If you’re a connoisseur of sandwiches, try out these three great recipes from Massimo Capra.
Roast Beef Sandwich (Prep time 30 minutes, Serves 1)
Ingredients:
1 ciabatta bun
4 oz roast beef, shaved
2 oz roasted onions
2 oz Asiago cheese
½ cup radicchio, shredded
2 tbsp tomato, diced
1 tsp Dijon mustard
1 tsp garlic aioli
Salt & pepper to taste
Method:
– Spread the Dijon on both sides of the bun; place the cheese on each half of the bread, top with the roast beef.

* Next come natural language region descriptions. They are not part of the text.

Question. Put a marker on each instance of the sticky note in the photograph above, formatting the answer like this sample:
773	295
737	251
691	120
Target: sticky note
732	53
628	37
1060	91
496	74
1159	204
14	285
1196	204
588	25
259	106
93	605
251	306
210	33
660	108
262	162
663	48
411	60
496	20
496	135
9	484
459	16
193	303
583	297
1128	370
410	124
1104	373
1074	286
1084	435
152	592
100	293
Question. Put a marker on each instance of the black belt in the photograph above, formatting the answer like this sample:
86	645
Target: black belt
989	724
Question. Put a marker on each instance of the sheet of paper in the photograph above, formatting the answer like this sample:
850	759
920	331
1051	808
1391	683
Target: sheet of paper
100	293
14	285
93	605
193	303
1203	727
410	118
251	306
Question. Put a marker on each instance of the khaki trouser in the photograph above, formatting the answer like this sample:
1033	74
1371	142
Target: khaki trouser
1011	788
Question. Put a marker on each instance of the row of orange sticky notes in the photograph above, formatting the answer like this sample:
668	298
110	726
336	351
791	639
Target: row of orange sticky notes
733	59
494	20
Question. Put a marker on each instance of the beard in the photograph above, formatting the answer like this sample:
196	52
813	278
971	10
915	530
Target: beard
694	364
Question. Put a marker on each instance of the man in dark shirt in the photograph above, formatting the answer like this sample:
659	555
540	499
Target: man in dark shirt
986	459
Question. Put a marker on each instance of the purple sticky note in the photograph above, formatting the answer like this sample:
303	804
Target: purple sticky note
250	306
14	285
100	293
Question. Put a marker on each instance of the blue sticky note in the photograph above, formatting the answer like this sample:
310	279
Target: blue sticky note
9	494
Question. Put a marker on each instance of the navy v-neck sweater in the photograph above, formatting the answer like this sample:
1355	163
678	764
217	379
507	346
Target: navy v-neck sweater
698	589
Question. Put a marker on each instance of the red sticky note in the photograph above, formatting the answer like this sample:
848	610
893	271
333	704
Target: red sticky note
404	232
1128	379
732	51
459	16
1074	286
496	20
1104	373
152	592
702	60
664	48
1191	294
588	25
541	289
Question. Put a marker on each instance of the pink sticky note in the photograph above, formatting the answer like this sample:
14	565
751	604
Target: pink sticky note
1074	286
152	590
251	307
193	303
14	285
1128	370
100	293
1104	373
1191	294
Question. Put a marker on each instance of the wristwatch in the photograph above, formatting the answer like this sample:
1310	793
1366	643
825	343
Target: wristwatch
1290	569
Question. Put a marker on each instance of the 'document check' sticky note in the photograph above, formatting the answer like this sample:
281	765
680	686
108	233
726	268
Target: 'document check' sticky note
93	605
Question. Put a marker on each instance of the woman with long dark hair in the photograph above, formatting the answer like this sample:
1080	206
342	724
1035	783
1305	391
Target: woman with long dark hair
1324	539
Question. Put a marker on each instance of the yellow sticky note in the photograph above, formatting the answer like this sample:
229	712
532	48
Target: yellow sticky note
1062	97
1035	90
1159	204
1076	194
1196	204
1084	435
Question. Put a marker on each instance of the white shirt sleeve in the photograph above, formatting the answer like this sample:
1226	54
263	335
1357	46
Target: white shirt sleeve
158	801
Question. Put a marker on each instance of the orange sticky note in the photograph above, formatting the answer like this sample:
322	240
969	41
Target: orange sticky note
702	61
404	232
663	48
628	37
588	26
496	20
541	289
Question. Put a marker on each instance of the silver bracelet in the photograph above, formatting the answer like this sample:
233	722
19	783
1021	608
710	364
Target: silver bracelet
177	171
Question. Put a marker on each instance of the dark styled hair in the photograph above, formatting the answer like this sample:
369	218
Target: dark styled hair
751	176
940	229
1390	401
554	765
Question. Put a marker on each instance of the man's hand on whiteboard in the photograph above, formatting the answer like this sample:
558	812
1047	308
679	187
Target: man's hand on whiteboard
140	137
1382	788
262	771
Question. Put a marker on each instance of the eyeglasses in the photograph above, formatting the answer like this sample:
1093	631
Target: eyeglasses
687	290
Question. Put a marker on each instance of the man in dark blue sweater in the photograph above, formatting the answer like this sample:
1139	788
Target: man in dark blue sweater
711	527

– Mix the radicchio with the tomatoes, onions and garlic aioli to taste and top the beef with it, place the top on the sandwich and enjoy.
– This sandwich can also be grilled or toasted for a great taste.

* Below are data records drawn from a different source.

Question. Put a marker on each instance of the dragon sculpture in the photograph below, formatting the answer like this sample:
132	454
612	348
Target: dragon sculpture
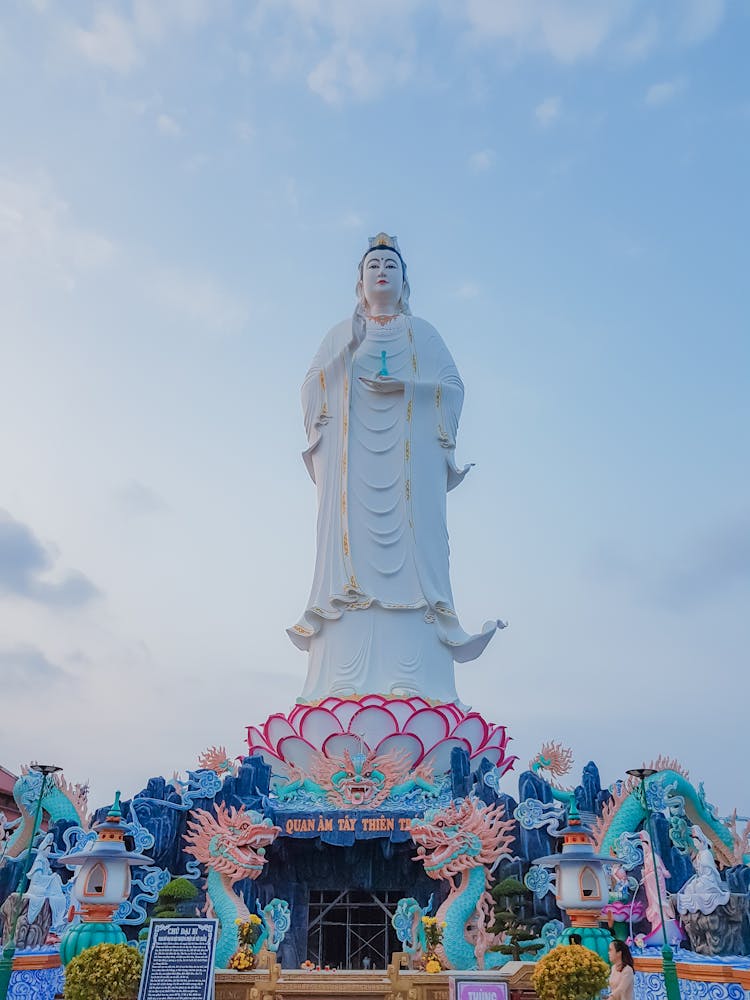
556	760
670	792
232	845
361	779
60	800
216	759
408	923
462	843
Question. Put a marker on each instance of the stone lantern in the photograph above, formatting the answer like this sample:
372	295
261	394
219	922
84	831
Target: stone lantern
100	885
582	884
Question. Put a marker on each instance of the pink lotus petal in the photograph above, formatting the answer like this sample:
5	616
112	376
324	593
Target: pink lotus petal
497	737
429	725
318	725
255	738
401	710
276	728
338	743
296	712
373	723
455	712
345	711
440	756
406	742
332	703
297	752
473	729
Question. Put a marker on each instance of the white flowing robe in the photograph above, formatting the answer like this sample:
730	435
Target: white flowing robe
380	617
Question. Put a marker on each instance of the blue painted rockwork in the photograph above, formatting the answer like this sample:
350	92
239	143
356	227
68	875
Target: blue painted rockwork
366	859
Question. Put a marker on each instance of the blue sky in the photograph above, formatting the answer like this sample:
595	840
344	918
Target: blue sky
185	190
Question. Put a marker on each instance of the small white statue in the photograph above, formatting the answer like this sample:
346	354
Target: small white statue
705	891
46	884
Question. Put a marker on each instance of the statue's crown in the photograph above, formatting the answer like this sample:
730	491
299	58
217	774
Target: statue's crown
384	240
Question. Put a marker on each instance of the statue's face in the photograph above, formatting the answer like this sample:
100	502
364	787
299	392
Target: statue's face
382	278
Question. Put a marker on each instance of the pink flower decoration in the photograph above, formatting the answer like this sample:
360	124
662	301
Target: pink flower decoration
426	733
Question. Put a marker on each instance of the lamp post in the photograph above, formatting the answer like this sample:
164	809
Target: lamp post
671	983
6	962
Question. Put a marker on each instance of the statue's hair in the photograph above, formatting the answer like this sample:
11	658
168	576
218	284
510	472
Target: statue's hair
360	313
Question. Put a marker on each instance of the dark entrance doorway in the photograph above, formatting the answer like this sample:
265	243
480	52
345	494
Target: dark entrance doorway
347	928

Boccone Italiano (Prep time 30 minutes, Serves 1)
Ingredients:
1 ciabatta bun
1 ½ oz salami
1 ½ oz capicollo
1 oz mortadella
1 oz prosciutto crudo
2 oz provolone
2 oz pickled vegetables Calabrese
1 oz sundried tomato paste
1 oz goat cheese
2 tbsp tomato, diced
1 cup romaine, shredded
Method:
– Mix the sundried tomato paste with the goat cheese to create a spread and set aside.
– Chop the pickled vegetables and make sure to remove the pits from the olives.

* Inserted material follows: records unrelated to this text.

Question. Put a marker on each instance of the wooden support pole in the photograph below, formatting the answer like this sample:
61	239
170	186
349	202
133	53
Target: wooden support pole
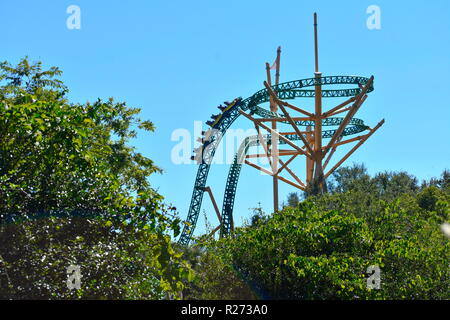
297	130
289	142
287	163
216	208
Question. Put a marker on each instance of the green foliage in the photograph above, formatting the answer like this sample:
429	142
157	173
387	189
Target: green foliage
73	191
322	248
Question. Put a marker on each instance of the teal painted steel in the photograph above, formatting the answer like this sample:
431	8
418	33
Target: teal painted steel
285	91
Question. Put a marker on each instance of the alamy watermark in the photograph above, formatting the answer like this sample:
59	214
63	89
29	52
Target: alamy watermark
374	20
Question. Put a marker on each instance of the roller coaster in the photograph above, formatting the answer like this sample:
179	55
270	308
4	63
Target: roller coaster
276	95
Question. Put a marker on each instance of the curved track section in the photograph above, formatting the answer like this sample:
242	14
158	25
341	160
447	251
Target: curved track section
287	90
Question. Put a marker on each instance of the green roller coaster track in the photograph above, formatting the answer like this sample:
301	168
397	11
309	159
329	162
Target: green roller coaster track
286	91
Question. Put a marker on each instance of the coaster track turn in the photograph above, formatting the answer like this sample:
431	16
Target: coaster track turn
285	91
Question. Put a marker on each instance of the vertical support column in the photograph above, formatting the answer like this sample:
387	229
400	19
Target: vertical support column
318	184
274	139
309	162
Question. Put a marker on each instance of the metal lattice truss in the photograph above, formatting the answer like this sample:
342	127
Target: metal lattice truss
251	107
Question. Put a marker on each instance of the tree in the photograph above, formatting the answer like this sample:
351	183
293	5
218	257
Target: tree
322	248
73	191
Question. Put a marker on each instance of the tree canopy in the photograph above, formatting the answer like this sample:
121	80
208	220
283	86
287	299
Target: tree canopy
73	191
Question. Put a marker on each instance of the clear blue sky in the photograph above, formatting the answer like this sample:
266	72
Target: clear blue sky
177	60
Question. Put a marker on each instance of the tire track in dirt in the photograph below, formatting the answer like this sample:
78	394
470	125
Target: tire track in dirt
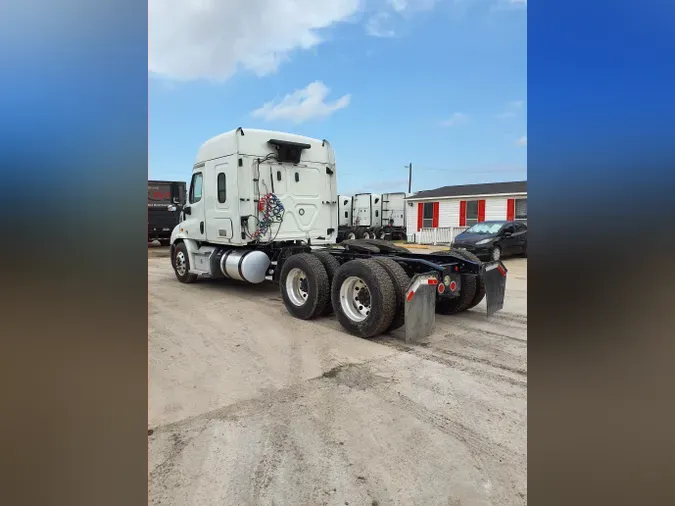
469	365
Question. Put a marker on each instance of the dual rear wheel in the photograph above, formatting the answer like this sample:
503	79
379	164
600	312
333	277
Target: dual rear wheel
367	296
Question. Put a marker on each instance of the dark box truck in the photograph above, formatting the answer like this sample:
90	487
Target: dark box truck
165	201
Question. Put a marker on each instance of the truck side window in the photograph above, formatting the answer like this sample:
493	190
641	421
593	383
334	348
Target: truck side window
196	187
222	194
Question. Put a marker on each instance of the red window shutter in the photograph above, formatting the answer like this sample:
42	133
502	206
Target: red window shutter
462	213
481	211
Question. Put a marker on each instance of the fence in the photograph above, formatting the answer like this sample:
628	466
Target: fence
437	235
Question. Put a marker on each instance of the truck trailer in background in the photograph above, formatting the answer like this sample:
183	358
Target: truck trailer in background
165	201
371	216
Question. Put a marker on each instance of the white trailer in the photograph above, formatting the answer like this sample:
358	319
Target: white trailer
260	203
393	215
371	215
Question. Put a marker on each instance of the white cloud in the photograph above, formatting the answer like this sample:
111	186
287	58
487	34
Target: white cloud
398	5
212	39
381	186
379	25
410	5
456	119
302	105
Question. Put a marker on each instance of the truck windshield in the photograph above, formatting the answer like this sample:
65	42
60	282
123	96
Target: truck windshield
484	228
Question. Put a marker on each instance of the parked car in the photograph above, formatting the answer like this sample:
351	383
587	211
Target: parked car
494	239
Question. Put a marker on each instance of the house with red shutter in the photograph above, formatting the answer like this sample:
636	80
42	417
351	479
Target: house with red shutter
436	216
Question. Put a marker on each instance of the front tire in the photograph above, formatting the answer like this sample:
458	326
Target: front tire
180	261
304	286
364	298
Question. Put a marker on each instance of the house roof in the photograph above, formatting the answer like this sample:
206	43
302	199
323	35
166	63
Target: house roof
472	189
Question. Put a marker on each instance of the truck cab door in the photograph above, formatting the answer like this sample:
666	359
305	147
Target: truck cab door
222	196
193	224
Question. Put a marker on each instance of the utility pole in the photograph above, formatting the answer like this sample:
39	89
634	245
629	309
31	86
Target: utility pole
410	178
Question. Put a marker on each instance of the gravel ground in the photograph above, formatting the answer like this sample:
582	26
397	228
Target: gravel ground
249	406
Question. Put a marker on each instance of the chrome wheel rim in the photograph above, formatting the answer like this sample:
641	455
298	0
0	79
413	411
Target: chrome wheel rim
355	299
296	286
181	263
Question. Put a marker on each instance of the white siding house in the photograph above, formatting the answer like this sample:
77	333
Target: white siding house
447	211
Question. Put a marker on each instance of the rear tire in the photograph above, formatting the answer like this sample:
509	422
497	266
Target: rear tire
180	261
331	265
480	282
467	292
362	233
401	281
368	315
304	286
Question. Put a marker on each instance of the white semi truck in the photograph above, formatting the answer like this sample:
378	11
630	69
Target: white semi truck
263	206
371	215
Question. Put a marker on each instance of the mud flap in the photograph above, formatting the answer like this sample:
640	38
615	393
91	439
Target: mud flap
494	275
420	307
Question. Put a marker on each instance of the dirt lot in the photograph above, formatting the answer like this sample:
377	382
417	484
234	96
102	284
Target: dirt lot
249	406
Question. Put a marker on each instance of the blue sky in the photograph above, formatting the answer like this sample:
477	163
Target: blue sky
439	83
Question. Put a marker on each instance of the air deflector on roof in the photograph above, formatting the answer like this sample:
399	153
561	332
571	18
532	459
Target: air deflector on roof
288	151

– Mix the romaine and tomatoes with the pickled vegetables and set aside.
– Cut the bun in half and spread some goat cheese on each side.
– Place the cheese on each half and top with the cold cuts, top the whole thing with the salad mix and cover with the bread and enjoy.
– This sandwich can also be grilled or toasted for a great taste.
Vegetariano (Prep time 30 minutes, Serves 1)
Ingredients:
1 ciabatta bun
1 chickpea farinata pancake
3 oz roasted red peppers
½ roasted red onion, julienned
1 slice grilled Japanese eggplant
2 tbsp sundried tomatoes chopped
2 tbsp black olive paste
2 tbsp goat cheese
2 tbsp tomato, diced
1 cup romaine, shredded
2 oz pickled vegetables
Method:
– Prepare the farinata by mixing chickpea flour with water until it is the consistency of pancake batter. Add some oil and taste for seasoning, Set aside for 2-4 hours.
– Preheat a 7” non stick skillet and pour some olive oil in it immediately followed by the chickpea batter, prepare a few pancakes and allow them to cool.
– Mix the goat cheese and black olive paste to create a spread, set aside.
– Chop the pickled vegetables and make sure to remove the pits from the olives.
– Mix the romaine and tomatoes with the pickled vegetables and set aside.
– Cut the bun in half and spread some goat cheese on each side.
– Place the farinata and then top with the eggplant and peppers and onions, top with a generous amount of the salad mix and place the other half of the bun on it and enjoy.
– This sandwich can also be grilled or toasted for a great taste.